In 3e, It's a reasonable thing for a group to do, make thier own magic items, and increase them in power as the party progresses. So it's likely that other groups have done this to varrying degrees of success, leaving a variety of items on the market.
I suppose I was basing the level of magic or power of a campaing on % of character wealth. And was considering the suggested character wealth (for the former default game world Greyhawk no less) as an average campaing. More wealth = high powered, significant less wealth = low powered.
Where he was basing it on the fact that we find magic weapons and want to sell them to buy something with the money. In this type of campaign character wealth can't be maintained, or if it is it's in one goober weapon. I suppose I don't grasp this style any more than those that restrict spell casting acess.
This has been hashed out a number of times on various threads on the boards, but the danger you run by limiting access of all classes to magical "stuff" while leaving spell casting essentially unchanged, is the eventual domination of primary spell-casters (wizards, sorcerers, druids and clerics). The other classes will not be able to compete at mid-to-high levels unless, the GM is providing alternative means to keep up through advanced non-magical crafting, additional feats or other offsets.
I am actually a big fan of low(er) magic campaigns and I think Firelance's deliniation above is helpful. To work properly, IMO, there need to be several considerations:
(1) How do you handle spell-casting? As noted above, nerfing "stuff" without adjusting spell-casting breaks down eventually. One way to handle casting is provide serious (and potentially deadly) consequences for using spells. Temporary ability drain, non-lethal damage, lethal damage, taint and insanity are all mechanisms for achieving this. Grim Tales, Black Company, CoC and other all have methods for achieving this. Another way is to impose significant limits on the spells known and obtained in the campaign...no spell lists...just what the GM releases and/or the PC can research during the campaign (the Grim Tales approach.
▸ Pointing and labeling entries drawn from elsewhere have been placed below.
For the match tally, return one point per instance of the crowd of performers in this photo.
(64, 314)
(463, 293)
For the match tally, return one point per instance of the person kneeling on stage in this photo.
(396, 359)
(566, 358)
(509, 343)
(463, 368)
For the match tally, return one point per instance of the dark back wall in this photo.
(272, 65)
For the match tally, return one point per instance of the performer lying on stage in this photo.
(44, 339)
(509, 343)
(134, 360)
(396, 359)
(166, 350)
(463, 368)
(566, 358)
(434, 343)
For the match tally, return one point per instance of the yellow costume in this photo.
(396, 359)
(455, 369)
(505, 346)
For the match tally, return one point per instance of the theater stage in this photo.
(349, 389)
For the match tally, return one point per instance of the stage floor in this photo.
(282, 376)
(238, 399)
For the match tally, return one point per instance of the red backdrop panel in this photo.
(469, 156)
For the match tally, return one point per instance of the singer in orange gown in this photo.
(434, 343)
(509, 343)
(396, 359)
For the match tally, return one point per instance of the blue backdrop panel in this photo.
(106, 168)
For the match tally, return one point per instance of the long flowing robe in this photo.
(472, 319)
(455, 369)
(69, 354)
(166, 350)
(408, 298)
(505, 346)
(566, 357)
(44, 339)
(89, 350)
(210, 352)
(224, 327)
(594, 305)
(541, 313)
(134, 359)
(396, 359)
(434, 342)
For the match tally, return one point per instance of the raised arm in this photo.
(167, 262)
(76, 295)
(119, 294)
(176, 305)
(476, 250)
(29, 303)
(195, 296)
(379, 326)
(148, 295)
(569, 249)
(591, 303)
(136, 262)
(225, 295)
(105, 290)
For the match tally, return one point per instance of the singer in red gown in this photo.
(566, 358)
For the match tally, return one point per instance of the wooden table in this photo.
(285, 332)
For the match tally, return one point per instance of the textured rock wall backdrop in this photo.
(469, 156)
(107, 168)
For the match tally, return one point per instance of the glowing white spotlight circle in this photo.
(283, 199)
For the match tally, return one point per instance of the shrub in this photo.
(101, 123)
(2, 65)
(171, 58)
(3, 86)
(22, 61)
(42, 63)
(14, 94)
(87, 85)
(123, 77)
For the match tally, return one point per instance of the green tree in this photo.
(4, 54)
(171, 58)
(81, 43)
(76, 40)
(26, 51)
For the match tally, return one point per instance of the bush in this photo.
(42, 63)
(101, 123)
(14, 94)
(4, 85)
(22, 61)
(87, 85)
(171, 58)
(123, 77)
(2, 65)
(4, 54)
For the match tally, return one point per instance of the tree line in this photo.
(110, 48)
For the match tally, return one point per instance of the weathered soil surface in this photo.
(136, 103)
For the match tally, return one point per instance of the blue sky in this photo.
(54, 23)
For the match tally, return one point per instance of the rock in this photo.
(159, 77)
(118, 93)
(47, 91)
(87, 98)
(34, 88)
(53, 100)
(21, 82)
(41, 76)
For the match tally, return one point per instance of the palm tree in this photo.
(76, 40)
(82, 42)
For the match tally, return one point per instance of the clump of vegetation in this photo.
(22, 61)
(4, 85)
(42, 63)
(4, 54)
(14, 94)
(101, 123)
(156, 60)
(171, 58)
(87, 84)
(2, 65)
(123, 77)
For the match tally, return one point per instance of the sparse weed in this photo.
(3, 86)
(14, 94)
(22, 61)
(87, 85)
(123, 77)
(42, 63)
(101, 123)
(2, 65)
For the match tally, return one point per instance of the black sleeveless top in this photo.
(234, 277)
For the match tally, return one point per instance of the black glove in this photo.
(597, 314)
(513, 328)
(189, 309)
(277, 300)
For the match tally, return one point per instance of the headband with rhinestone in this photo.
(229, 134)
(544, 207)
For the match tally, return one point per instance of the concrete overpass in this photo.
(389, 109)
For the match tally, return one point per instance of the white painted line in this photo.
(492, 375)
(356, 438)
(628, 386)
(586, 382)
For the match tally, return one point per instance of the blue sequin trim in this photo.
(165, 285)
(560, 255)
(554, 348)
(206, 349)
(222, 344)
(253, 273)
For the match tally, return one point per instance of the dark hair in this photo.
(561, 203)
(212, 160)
(2) How do you handle "stuff"? In a low(er) magic campaign, magic items will probably be few and far between, but how it is implemented is pretty important. Sometimes the secret to crafting true magic items has been lost to the ages (meaning certain crafting skills are removed from the game) or the cost in power items and/or xp is so high that few crafters even attempt it. It is helpful to introduce alternate crafting rules for enhanced non-magical stuff, such as the excellent BCCS rules (I also understand that the new Dark Legacies rules have some nifty crafting mechanisms, but I have yet to see them). Perhaps limited 1-shot items, such as low-level potions, scrolls and charms are more readily available, but permanent magic items require such an investment of time, components and personal power that they are extremely rare.
(3) How do you handle opponents? Creature with DR and other inherent magical abilities/protections become much more powerful in a low(er) magic campaign, so the GM really needs to be circumspect in how these critters are utilized.
Done right, low(er) magic can be tons of fun (as can any campaign)...done "wrong"...it doesn't work very well.